11. When we decide if we should do a detailed investigation of a complaint, we look at whether there are signs the organisation has got something wrong. We do this by comparing what should have happened with what did happen. We have done this and have not found any indications that something has gone wrong.
12. Mrs H complains the Trust had failed to identify a problem from the scan taken on 23 March 2021.
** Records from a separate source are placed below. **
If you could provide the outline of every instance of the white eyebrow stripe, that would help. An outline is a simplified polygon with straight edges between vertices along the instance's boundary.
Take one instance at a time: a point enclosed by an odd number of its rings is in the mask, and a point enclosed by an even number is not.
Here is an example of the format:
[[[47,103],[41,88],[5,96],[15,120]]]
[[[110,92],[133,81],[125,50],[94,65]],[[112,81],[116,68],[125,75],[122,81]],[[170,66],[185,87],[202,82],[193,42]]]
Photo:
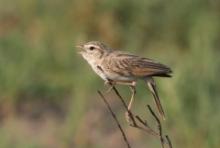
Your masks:
[[[95,48],[97,48],[97,49],[99,49],[100,47],[99,46],[97,46],[97,45],[93,45],[93,44],[89,44],[89,45],[85,45],[86,47],[91,47],[91,46],[93,46],[93,47],[95,47]]]

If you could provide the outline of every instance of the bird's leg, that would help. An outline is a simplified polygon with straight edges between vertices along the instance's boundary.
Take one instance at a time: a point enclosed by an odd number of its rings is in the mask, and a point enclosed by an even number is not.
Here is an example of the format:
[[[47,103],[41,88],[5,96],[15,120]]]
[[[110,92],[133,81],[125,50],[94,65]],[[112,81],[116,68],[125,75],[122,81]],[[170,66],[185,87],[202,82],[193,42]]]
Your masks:
[[[159,114],[165,120],[165,114],[164,114],[164,111],[163,111],[163,107],[162,107],[162,105],[160,103],[160,98],[159,98],[158,93],[157,93],[156,84],[154,82],[154,79],[153,78],[149,78],[148,80],[146,80],[146,82],[147,82],[147,85],[148,85],[148,87],[149,87],[149,89],[151,91],[151,94],[154,97],[154,101],[155,101],[156,106],[158,108]]]
[[[125,118],[127,120],[127,122],[131,122],[131,117],[130,117],[130,114],[129,114],[129,111],[131,111],[131,106],[132,106],[132,103],[134,101],[134,96],[136,94],[136,89],[135,89],[135,86],[136,86],[136,82],[133,81],[132,84],[130,85],[130,89],[131,89],[131,99],[129,101],[129,104],[128,104],[128,108],[127,108],[127,111],[125,112]]]

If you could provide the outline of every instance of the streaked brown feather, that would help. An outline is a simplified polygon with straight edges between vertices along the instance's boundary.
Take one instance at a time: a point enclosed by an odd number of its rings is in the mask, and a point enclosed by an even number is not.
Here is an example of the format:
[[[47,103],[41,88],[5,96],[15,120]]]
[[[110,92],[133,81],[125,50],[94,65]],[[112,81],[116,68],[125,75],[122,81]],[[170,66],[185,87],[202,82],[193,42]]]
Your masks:
[[[111,63],[116,67],[114,71],[123,73],[125,76],[147,77],[160,76],[171,77],[171,69],[161,63],[151,59],[141,58],[139,56],[127,53],[118,53],[117,56],[111,57]]]

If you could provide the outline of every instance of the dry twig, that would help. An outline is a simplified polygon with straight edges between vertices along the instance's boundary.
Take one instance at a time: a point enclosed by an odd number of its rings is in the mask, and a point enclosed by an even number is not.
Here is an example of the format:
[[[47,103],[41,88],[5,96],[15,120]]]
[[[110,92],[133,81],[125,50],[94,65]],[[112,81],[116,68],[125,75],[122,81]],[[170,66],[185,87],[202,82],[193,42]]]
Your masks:
[[[134,127],[134,128],[137,128],[139,130],[142,130],[152,136],[155,136],[157,138],[160,139],[160,143],[161,143],[161,147],[164,148],[164,144],[167,144],[169,148],[172,148],[172,143],[171,143],[171,140],[170,138],[168,137],[168,135],[165,136],[165,138],[163,137],[163,132],[162,132],[162,125],[161,125],[161,122],[160,122],[160,119],[157,117],[157,115],[154,113],[154,111],[152,110],[152,108],[150,107],[150,105],[147,105],[148,107],[148,110],[150,111],[151,115],[154,117],[154,119],[156,120],[157,122],[157,128],[158,128],[158,131],[155,131],[153,128],[151,128],[147,121],[144,121],[141,117],[139,117],[138,115],[135,115],[130,111],[128,110],[128,107],[127,107],[127,104],[125,103],[124,99],[122,98],[122,96],[120,95],[120,93],[118,92],[118,90],[115,88],[115,86],[112,86],[114,92],[116,93],[116,95],[118,96],[118,98],[120,99],[120,101],[122,102],[124,108],[126,109],[126,111],[128,112],[128,115],[129,117],[131,118],[131,124],[130,126]],[[105,104],[107,105],[109,111],[111,112],[113,118],[115,119],[122,135],[123,135],[123,138],[124,138],[124,141],[126,142],[128,148],[130,148],[130,145],[129,145],[129,142],[127,140],[127,137],[124,133],[124,131],[122,130],[121,128],[121,125],[120,123],[118,122],[115,114],[113,113],[110,105],[108,104],[107,100],[105,99],[104,95],[98,91],[99,95],[101,96],[101,98],[104,100]]]
[[[122,134],[122,136],[123,136],[123,138],[124,138],[124,141],[125,141],[127,147],[128,147],[128,148],[131,148],[131,146],[130,146],[130,144],[129,144],[129,142],[128,142],[128,139],[127,139],[127,137],[126,137],[126,134],[125,134],[125,132],[123,131],[123,129],[122,129],[122,127],[121,127],[121,125],[120,125],[120,123],[119,123],[119,121],[118,121],[118,119],[117,119],[115,113],[112,111],[112,109],[111,109],[111,107],[110,107],[108,101],[106,100],[106,98],[104,97],[104,95],[103,95],[100,91],[98,91],[98,93],[99,93],[100,97],[102,98],[102,100],[104,101],[104,103],[106,104],[106,106],[108,107],[108,110],[110,111],[110,113],[111,113],[112,117],[114,118],[115,122],[117,123],[117,126],[118,126],[118,128],[120,129],[120,131],[121,131],[121,134]]]

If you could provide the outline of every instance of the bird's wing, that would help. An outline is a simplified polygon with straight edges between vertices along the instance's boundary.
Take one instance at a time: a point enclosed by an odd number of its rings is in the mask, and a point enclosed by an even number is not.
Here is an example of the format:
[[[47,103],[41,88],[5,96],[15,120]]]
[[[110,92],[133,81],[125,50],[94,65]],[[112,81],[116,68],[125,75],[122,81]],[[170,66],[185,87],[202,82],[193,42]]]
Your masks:
[[[155,62],[148,58],[119,53],[115,56],[114,63],[125,73],[135,77],[161,76],[171,77],[171,69],[161,63]]]

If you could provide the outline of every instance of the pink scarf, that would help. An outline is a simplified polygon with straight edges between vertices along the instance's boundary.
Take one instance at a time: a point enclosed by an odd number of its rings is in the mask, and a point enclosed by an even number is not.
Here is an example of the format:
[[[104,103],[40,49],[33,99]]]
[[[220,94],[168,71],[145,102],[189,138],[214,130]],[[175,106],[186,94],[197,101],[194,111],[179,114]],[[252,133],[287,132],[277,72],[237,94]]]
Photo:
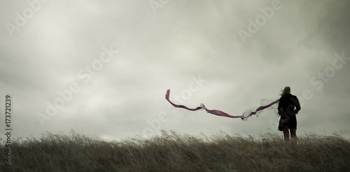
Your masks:
[[[200,107],[197,107],[196,108],[188,108],[184,105],[175,104],[173,102],[172,102],[172,101],[170,101],[170,100],[169,99],[169,96],[170,96],[170,90],[167,90],[167,93],[165,94],[165,99],[167,100],[168,100],[168,102],[175,107],[183,108],[183,109],[186,109],[190,110],[190,111],[197,111],[197,110],[203,109],[205,109],[206,111],[206,112],[210,113],[211,114],[216,115],[216,116],[226,116],[228,118],[241,118],[241,119],[246,119],[246,118],[249,118],[250,116],[251,116],[252,115],[256,114],[256,113],[258,111],[262,111],[266,108],[268,108],[279,101],[279,100],[276,100],[276,101],[274,101],[274,102],[273,102],[267,105],[259,107],[258,109],[255,109],[255,111],[251,112],[251,114],[249,114],[248,116],[243,116],[243,115],[242,116],[230,116],[230,115],[229,115],[223,111],[219,111],[219,110],[208,109],[206,107],[204,107],[204,105],[203,104],[201,104]]]

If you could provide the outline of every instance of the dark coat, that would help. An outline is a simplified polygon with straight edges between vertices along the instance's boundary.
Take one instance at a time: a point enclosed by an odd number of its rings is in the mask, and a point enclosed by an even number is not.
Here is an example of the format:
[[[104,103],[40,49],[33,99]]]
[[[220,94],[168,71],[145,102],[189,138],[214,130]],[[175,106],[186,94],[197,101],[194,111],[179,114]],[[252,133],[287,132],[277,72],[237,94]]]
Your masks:
[[[279,120],[279,130],[282,131],[284,125],[290,128],[297,129],[296,114],[300,110],[300,104],[297,96],[286,93],[279,99],[279,114],[281,116]]]

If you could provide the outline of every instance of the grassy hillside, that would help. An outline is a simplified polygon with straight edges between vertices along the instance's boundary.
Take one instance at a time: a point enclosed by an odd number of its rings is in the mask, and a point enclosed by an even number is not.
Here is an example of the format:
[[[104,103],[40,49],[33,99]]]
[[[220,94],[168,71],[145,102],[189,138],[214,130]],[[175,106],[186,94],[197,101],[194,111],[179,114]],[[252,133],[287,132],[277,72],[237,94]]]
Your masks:
[[[2,171],[350,171],[350,142],[335,136],[206,137],[162,132],[151,139],[104,141],[72,132],[13,143]],[[2,155],[5,145],[0,146]],[[4,155],[3,155],[4,156]]]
13. The Trust say the radiologist reviewed the scans and confirmed the spinal canal soft tissue detected in the scan of 24 May could not be seen on the CT scan of 23 March. The Trust further stated ‘with the benefit of hindsight [Dr Z] wonders whether a component of chest wall pain was related to the now known about nerve root compression from the vertebral body disease at the T7 level. However, there were radiologically overt and progressive skeletal lesions (within the sixth rib) which clearly were a prima facie explanation for his symptoms’.
14. There are no specific clinical guidelines on how a scan should be reported. A scan is reported using the clinical details given. Our adviser explained a whole-body CT imaging should be reviewed as more than one plane (looking at scan from more than one direction to show different sections of the body). Soft tissue abnormalities should be assessed with soft tissue windows (used to view most organs). Dedicated lung windows (view lung parenchyma) should be assessed for lung metastases. The images need to be compared to previous imaging. It is best practice to assess the study on a dedicated radiology workstation at which the present and previous study can be linked to assess for any change.
15. Mr H had a whole-body CT scan on 23 March. The scan was compared to the previous CT scan on 19 August 2020. The images were viewed on soft tissue and bony windows in axial (top to bottom), coronal (front to back), and sagittal (side to side) planes.
16. Our adviser said on the left side at the level of T7 there is extensive metastases (cancer) from the pedicle (a stem or stalk of tissue that connects parts of the body to each other) towards the canal (spine) with subtle left sided epidural disease, but the canal appeared to have a lot of space with no suggestion of cord compression. In the absence of clinical history of symptoms, it would have been extremely difficult to identify the epidural thoracic disease from the 23 March scan.
17. CT imaging is less sensitive than an MRI in identification of tumour into the canal or cord compression. When Mr H was seen in hospital, it arranged for him to have an MRI. He complained of symptoms related to the area which made identification of the subtle abnormalities easier.
18. We recognise Mr H was in pain for several weeks after the scan taken on 23 March. Mrs H believes this pain could have been avoided had the radiologist read the scans correctly. We understand how upsetting it was to see Mr H in pain. Having considered the medical records and clinical advice, in the absence of specific symptoms related to T7, we would not have expected the radiologist at the Trust to identify the subtle epidural soft tissue from the CT scan done on 23 March. We therefore do not think the Trust missed the opportunity to do more.
19. We recognise how important Mrs H’s complaint is to her and thank her for bringing it to us to consider.